Homomorphic Encryption of Intuitionistic Logic Proofs and Functional Programs: A Categorical Approach Inspired by Composite-Order Bilinear Groups
Ben Goertzel
TL;DR
This work envisions extending homomorphic encryption beyond arithmetic to intuitionistic logic proofs and, via the Curry-Howard correspondence, to typed functional programs. It proposes a categorical framework using polynomial functors and bounded natural functors (BNFs) to encode and manipulate proofs, and introduces the BNF Distinguishing Problem as a hardness assumption grounded in Subgraph Isomorphism. The approach connects homomorphic encryption to the executable semantics of total, dependently typed languages (e.g., Idris) and flexible systems like MeTTa, with a concrete toy example illustrating encrypted function composition and modular arithmetic.
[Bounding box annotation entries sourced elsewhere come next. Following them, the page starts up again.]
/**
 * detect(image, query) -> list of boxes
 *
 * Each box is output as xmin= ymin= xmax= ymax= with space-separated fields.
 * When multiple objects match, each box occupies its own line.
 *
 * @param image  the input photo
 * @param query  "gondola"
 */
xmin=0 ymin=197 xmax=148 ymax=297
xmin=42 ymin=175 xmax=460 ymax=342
While largely theoretical, the paper outlines concrete optimization avenues across software and hardware to bridge toward practical implementations and highlights formal future directions for strengthening security and efficiency.
Abstract
We present a conceptual framework for extending homomorphic encryption beyond arithmetic or Boolean operations into the domain of intuitionistic logic proofs and, by the Curry-Howard correspondence, into the domain of typed functional programs. We begin by reviewing well-known homomorphic encryption schemes for arithmetic operations, and then discuss the adaptation of similar concepts to support logical inference steps in intuitionistic logic. Key to our construction are polynomial functors and Bounded Natural Functors (BNFs), which serve as a categorical substrate on which logic formulas and proofs are represented and manipulated. We outline a complexity-theoretic hardness assumption -- the BNF Distinguishing Problem, constructed via a reduction from Subgraph Isomorphism, providing a foundation for cryptographic security. Finally, we describe how these methods can homomorphically encode the execution of total, dependently typed functional programs, and outline strategies for making the approach potentially efficient, including software optimizations and hardware acceleration.